Break-Even Analysis 損益兩平分析
Released已發布Perform break-even analysis to determine the sales volume or revenue needed to cover all costs. Use this skill when the user needs to calculate break-even point, assess margin of safety, evaluate operating leverage, or decide pricing and volume trade-offs — even if they say 'how many units do we need to sell', 'when will we be profitable', or 'what happens if we lower the price'.
商業方法論技能:Break-Even Analysis 分析與應用。
Overview概述
Break-even analysis finds the point where total revenue equals total costs — zero profit, zero loss. It separates costs into fixed and variable, then calculates the volume (units or revenue) needed to cover fixed costs through contribution margin.
Methodology 方法論
IRON LAW: Fixed vs Variable Classification Must Be Rigorous
Fixed costs do NOT change with volume (rent, salaries, insurance).
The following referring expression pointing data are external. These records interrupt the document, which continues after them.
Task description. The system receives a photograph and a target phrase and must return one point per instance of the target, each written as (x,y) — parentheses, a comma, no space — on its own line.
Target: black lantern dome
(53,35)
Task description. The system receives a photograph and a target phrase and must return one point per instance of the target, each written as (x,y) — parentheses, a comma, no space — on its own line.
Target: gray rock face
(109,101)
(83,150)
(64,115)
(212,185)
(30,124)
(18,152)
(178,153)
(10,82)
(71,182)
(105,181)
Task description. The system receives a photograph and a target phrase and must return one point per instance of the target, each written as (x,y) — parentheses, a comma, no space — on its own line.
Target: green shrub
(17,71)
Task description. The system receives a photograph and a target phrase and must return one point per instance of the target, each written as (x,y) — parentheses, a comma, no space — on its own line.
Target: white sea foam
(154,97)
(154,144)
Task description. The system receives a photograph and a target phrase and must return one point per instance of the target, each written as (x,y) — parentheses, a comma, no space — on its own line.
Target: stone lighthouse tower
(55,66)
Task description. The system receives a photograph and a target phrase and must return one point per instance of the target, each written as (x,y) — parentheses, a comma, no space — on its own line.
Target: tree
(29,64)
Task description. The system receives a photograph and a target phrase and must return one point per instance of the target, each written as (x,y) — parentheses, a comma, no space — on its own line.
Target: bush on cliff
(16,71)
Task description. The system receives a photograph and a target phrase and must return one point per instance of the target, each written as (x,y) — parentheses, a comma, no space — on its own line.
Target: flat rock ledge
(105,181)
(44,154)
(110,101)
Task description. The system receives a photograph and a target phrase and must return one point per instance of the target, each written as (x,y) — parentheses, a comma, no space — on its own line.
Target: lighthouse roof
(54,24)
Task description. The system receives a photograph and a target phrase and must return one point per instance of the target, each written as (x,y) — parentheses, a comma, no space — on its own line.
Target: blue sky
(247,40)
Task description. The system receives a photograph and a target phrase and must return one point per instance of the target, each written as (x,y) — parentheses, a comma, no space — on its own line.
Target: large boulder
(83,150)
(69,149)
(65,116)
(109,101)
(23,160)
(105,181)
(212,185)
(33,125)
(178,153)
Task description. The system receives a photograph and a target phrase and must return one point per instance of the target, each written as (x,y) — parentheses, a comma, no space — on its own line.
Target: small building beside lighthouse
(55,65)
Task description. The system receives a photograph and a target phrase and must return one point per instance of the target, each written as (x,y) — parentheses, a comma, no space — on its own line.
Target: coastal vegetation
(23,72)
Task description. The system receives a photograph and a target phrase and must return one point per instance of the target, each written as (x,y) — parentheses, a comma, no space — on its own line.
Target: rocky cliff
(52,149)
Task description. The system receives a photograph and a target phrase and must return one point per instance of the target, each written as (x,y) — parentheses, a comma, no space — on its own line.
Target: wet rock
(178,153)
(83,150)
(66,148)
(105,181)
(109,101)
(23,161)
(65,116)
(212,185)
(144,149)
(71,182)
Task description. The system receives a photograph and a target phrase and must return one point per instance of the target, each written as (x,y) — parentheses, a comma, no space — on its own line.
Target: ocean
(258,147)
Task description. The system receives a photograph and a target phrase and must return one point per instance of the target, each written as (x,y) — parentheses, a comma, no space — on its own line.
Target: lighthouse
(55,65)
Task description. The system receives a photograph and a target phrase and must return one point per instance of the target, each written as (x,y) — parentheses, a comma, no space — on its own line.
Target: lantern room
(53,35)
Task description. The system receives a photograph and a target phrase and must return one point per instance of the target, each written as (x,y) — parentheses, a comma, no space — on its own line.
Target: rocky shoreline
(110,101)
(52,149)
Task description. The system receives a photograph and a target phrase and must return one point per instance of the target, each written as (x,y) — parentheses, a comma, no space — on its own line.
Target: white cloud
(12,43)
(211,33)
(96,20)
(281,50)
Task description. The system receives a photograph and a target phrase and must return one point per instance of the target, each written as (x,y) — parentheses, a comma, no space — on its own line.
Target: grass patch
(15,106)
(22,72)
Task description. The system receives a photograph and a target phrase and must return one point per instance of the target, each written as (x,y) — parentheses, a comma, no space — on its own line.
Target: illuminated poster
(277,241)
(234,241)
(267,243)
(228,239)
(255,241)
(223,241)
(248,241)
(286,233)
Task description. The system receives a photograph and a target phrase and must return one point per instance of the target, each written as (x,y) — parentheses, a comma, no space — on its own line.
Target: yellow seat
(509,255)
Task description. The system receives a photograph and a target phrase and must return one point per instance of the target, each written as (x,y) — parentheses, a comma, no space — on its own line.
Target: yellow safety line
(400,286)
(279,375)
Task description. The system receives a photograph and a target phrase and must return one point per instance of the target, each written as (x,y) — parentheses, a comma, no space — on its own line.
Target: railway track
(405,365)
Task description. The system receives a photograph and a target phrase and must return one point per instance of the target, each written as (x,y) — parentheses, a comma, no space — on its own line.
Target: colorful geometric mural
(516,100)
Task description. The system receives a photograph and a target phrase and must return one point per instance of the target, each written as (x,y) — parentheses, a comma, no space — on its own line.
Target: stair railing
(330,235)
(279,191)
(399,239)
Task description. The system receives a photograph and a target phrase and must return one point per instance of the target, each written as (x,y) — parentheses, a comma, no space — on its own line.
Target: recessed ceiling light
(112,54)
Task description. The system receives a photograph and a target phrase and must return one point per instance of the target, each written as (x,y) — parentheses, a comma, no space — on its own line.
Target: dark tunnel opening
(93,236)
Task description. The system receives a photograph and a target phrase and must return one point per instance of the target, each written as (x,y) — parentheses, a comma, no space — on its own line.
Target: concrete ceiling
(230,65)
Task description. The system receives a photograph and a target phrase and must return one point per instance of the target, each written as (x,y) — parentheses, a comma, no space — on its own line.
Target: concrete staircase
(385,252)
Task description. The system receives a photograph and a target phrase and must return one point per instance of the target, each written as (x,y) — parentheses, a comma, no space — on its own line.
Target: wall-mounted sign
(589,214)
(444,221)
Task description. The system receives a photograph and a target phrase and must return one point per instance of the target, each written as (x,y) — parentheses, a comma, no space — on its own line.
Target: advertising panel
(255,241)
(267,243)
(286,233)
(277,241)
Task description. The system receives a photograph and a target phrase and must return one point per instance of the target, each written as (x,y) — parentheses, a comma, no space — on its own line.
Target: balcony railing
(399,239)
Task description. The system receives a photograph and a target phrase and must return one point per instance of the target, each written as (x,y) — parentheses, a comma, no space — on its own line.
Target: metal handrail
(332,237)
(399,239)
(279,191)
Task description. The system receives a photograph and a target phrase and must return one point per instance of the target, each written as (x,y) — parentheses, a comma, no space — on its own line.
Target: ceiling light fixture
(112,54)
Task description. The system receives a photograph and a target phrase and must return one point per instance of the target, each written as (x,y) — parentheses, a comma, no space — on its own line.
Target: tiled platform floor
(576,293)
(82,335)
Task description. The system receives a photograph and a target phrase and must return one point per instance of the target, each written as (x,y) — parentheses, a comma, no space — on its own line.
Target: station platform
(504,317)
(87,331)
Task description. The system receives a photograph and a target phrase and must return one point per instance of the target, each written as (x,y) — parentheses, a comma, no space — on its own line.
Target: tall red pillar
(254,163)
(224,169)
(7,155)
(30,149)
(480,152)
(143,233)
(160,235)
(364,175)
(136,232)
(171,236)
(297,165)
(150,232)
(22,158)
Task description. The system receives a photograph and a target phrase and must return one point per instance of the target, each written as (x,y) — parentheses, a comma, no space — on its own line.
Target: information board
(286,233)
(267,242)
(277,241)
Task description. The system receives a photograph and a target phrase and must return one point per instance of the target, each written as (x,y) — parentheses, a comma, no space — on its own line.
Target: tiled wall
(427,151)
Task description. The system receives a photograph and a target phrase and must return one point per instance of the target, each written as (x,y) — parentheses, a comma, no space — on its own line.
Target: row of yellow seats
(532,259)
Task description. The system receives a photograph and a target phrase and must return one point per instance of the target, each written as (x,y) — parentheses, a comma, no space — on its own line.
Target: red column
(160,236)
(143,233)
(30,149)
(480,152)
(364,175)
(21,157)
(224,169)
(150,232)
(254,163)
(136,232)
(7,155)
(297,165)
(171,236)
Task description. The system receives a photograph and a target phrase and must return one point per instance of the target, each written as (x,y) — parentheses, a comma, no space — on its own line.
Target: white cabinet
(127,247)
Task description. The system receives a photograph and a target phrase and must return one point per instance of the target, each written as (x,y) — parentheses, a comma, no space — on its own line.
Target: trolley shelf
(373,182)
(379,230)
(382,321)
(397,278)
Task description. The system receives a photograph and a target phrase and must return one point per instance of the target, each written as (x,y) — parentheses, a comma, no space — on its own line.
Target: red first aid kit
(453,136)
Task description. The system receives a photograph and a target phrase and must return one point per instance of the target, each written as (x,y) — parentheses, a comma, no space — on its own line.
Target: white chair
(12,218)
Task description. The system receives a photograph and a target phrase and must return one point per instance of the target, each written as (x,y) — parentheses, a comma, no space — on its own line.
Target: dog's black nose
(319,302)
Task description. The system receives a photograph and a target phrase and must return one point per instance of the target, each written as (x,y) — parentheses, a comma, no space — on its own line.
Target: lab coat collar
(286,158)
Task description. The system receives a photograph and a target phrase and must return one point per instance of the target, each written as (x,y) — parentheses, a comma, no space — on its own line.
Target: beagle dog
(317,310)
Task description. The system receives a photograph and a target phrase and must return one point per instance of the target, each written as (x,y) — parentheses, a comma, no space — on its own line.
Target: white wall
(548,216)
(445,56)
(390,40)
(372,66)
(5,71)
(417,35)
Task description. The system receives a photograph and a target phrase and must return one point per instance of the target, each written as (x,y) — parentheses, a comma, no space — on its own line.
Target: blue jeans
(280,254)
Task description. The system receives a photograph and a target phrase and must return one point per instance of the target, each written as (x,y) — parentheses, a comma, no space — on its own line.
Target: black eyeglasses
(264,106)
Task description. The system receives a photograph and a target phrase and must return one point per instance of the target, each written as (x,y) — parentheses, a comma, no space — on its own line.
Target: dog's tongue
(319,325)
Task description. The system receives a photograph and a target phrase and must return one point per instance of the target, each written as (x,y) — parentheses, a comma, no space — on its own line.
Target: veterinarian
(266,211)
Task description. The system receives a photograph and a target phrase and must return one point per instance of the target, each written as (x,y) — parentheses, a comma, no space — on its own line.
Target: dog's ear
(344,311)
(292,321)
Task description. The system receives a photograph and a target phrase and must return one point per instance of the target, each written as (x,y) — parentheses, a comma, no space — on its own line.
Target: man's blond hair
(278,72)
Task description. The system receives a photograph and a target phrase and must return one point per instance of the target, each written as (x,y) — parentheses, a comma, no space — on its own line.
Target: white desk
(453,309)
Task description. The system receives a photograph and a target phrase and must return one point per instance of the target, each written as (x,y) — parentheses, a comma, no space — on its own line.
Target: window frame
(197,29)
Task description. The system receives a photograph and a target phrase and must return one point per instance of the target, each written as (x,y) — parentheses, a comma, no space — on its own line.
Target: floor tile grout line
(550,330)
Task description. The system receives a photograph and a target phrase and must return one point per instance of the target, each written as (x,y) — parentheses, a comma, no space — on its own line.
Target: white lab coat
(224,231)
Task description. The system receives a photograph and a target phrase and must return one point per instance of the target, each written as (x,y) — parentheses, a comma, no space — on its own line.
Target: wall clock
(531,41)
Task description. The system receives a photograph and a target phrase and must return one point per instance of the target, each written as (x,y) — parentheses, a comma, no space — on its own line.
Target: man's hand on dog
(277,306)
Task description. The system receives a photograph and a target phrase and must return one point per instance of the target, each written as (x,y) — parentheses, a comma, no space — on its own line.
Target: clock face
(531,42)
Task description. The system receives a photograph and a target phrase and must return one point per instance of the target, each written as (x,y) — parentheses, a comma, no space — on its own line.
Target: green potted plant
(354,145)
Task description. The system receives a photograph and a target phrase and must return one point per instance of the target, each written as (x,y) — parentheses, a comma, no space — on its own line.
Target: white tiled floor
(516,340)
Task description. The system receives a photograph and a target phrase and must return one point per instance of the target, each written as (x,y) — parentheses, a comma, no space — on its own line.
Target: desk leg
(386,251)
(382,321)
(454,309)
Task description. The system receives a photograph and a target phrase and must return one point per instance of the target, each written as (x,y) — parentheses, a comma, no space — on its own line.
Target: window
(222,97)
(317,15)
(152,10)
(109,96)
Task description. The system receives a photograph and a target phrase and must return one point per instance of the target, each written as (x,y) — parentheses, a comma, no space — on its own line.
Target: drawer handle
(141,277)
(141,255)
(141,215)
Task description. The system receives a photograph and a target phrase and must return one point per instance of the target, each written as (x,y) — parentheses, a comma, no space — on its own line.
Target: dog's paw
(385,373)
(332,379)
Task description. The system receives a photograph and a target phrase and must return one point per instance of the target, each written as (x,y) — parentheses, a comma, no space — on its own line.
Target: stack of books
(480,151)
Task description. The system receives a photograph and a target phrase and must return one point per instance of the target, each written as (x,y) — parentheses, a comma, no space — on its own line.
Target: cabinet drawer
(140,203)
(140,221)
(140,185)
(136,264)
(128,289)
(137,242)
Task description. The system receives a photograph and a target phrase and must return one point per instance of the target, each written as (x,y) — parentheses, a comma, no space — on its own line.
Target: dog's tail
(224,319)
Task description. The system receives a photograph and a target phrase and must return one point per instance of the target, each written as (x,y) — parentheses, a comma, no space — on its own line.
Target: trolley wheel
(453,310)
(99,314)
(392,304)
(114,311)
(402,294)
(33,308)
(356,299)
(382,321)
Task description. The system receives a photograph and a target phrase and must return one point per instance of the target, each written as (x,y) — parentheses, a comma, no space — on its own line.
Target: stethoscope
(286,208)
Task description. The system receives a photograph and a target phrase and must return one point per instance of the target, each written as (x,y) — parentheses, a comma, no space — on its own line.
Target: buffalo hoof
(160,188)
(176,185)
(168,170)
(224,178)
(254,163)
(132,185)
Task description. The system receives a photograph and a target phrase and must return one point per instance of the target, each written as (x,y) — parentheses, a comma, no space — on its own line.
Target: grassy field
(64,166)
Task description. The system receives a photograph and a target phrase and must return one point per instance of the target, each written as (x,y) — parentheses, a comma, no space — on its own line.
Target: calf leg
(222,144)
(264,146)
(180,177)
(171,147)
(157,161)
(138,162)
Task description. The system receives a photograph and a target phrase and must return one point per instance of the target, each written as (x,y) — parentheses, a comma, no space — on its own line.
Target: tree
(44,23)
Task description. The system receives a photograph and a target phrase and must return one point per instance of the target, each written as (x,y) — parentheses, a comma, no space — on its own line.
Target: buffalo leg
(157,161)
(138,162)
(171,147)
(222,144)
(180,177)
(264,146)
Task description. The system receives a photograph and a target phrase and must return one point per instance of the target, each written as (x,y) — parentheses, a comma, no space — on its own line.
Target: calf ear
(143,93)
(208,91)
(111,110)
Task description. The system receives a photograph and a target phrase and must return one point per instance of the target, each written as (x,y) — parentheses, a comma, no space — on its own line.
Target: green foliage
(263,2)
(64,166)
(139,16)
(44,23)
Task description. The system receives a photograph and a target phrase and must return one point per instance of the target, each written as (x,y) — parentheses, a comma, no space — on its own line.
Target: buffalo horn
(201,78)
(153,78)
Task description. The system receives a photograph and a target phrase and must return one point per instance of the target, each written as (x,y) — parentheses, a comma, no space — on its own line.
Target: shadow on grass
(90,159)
Variable costs change PROPORTIONALLY with volume (materials, shipping per unit, commissions).
"Salaries" is NOT always fixed — a sales commission is variable.
"Rent" is NOT always fixed — a percentage-rent lease is variable.
Misclassification directly corrupts the break-even calculation.
Core Formulas
Contribution Margin per Unit = Selling Price - Variable Cost per Unit
Break-Even Units = Fixed Costs / Contribution Margin per Unit
Break-Even Revenue = Fixed Costs / Contribution Margin Ratio
Contribution Margin Ratio = Contribution Margin per Unit / Selling Price
Margin of Safety = (Actual Sales - Break-Even Sales) / Actual Sales
Degree of Operating Leverage (DOL) = Contribution Margin / Net Income
Step 1: Classify All Costs
Separate every cost line into fixed or variable. For semi-variable costs (e.g., electricity with a base charge + usage), split into fixed and variable portions.
Step 2: Calculate Break-Even Point
- Single product: BEP units = Fixed Costs / CM per unit
- Multiple products: Use weighted-average CM based on product mix, then BEP = Fixed / Weighted CM
Step 3: Assess Margin of Safety
How far above break-even are current sales? Higher margin of safety = more resilience to downturns.
Step 4: Scenario Analysis
Test: What happens if price drops 10%? If volume drops 20%? If fixed costs increase? Build a scenario table.
Output Format輸出格式
# Break-Even Analysis: {Product/Business}
Examples範例
Correct Application
Scenario: Break-even for a Taiwanese bubble tea shop
- Fixed costs: NT$150,000/month (rent NT$60K, staff NT$70K, utilities NT$20K)
- Variable cost: NT$25/cup (ingredients NT$15, cup/straw NT$5, packaging NT$5)
- Price: NT$55/cup
- CM = NT$30/cup (54.5%)
- BEP = 150,000 / 30 = 5,000 cups/month ≈ 167 cups/day ✓
Incorrect Application
- Classified staff wages as variable cost → For a shop with fixed staff (not per-cup labor), wages are fixed. This understates BEP. Violates Iron Law.
Gotchas注意事項
- Step-fixed costs: Rent is fixed until you need a second location. Staff is fixed until you need another shift. These "step" at certain volume thresholds — model them as fixed within their relevant range.
- Multi-product businesses: Most real businesses sell multiple products. Use weighted-average CM or calculate BEP in revenue (not units).
- Break-even ignores time value: BEP tells you the volume, not when you'll reach it. A business that breaks even at 10,000 units but takes 3 years to get there may run out of cash.
- Contribution margin is not gross margin: Gross margin uses COGS (which may include fixed manufacturing overhead). CM uses only variable costs.